The tour, called "An Open Book: An Evening With Justin Furstenfeld of Blue October," stops at Turner Hall on Saturday, April 13. Tickets are $25.
The shows feature a spoken word performance, an acoustic set and a question-and-answer session where fans write down questions and he answers them with honesty.
Blue October is a Texas-based American rock band that formed in 1995. Furstenfeld's brother, Jeremy, is the band's drummer.
Furstenfeld has indeed been an open book about his struggles with bipolar disorder, anxiety and psychotic tendencies through his lyrics, writing and spoken word pieces. He is also sharing his new-found joys of being a husband and father.
I chatted with Furstenfeld on the phone today.
Molly: So how's the tour so far?
Justin Furstenfeld: Great. We were in Denver last night and a blizzard rolled through. I'm from Texas where that would be the end of the world, but actually, I like snow.
Molly: Are you on tour with your family?
JF: Yes, I only tour with my wife and daughter. I got married about a year ago and I have a 7-month-old daughter.
When I travel with Blue October, they come with me, too. We have a separate bus. I don't drink or do anything anymore – I have to keep myself good – and we just need more of a family bus now.
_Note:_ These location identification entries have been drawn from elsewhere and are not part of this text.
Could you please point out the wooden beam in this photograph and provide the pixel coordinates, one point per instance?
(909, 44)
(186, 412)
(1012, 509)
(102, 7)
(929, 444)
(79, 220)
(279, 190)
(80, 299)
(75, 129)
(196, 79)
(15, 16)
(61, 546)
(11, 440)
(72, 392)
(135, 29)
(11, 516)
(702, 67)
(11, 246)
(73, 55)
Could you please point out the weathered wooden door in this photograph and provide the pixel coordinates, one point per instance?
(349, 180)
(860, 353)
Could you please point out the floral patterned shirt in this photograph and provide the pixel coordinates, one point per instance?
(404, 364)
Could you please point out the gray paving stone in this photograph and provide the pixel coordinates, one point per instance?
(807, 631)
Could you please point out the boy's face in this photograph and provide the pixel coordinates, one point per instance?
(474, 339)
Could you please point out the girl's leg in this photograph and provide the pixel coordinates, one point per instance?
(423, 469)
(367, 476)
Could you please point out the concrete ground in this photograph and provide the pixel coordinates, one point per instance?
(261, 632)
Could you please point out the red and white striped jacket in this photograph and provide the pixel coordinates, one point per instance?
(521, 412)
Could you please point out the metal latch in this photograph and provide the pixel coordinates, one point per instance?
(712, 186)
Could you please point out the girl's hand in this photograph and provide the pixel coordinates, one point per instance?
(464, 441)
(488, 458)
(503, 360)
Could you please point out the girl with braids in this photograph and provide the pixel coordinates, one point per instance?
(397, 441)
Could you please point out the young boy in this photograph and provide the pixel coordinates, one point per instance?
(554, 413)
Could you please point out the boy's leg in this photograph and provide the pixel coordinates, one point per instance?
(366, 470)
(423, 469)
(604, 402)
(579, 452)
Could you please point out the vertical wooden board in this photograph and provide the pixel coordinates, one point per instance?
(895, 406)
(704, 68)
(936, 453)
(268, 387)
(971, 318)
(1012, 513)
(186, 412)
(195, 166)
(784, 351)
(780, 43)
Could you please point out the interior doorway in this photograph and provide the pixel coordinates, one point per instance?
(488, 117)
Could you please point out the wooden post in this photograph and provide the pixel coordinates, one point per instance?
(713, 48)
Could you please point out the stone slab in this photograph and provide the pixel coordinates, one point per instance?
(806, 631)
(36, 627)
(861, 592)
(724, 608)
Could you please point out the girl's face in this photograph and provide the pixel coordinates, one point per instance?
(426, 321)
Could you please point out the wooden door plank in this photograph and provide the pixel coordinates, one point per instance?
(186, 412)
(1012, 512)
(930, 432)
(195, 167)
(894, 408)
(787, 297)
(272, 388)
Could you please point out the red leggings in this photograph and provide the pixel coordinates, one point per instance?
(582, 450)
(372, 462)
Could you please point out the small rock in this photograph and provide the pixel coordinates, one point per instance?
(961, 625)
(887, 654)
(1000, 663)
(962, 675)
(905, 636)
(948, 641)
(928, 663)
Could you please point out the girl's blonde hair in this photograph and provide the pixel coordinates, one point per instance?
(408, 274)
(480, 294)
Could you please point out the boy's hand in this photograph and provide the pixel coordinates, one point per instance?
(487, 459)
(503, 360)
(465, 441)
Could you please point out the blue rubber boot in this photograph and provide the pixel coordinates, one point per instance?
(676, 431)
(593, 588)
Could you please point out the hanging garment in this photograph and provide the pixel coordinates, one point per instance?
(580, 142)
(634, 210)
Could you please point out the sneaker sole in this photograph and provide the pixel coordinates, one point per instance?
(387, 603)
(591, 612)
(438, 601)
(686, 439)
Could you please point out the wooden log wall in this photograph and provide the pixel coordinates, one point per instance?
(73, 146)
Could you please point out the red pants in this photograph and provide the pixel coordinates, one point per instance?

It's fun. We watch a lot of Wiggles. That's the job I want someday.
Molly: Have you written any material for kids?
JF: Yeah, I mess around. My wife tells me to put a book out about a punk rock kid touring the country and I will someday. I love kids. I know I sound like a wah-wah, but it's true.
Molly: How has being a dad affected your art?
JF: It's made my art more intense. It's opened the door to a whole other realm of my own innocence from when I was a kid. I lost it along the way, and when I had a child it opened that door back up. It's really something else to go back and live through someone else instead of yourself.
Molly: What compelled you to write the book?
JF: I have been writing songs my whole life and people are always asking why I have to be so dramatic or why I'm so dark and so I started writing a book a long time ago about where the songs come from. So they could understand better. I got to tell the whole story behind the songs.
I always loved poetry. I grew up reading Edgar Allan Poe. I always thought the words and the songs were separate.
Molly: What appeals to you about spoken word versus singing with a band?
JF: I love the stripped-down. During this tour, I might start playing and stop and start speaking the words and then start playing again. People see that it's actually thoughts and feelings – not just composed "cat and the hat on the mat."
These shows are so quiet. It's really nice to have evenings like this. It's like a meditation. And yet it's really intense, real.
Last night we had 500 in Denver and it seemed like people really understood it was coming from the heart.
It's not about entertaining in the same way (as with the band), it's about being brutually honest and real about everything you're saying.
In Denver, I was talking about how I was an a**hole. I cheated. I was not a good person. People yelled out, "You son of a b*tch!" They were mad at me and I loved it. They were giving real, honest reactions. Not, "Aw, it's OK. We love you."
I realized I messed up. And I love a real reaction. That's the beauty of making art: you're powerless over peoples' reactions.
Molly: You've struggled with mental health issues. Is art healing for you?
JF: I don't know what I would do without it. I don't know what my purpose would be. I'd still be a great father and husband, but art is the life blood. It keeps me going. It still excites me like it's Christmas Day and I'm a kid.
Molly: What should fans expect from the show?
JF: Very honest stories about where (my music and art) came from. Then the audience can write down questions, I usually get about 50, and I get some crazy questions and I answer them as truthfully and honestly as I can. Often, they don't make me look very good, but I don't care anymore. It's about putting it out there in the open.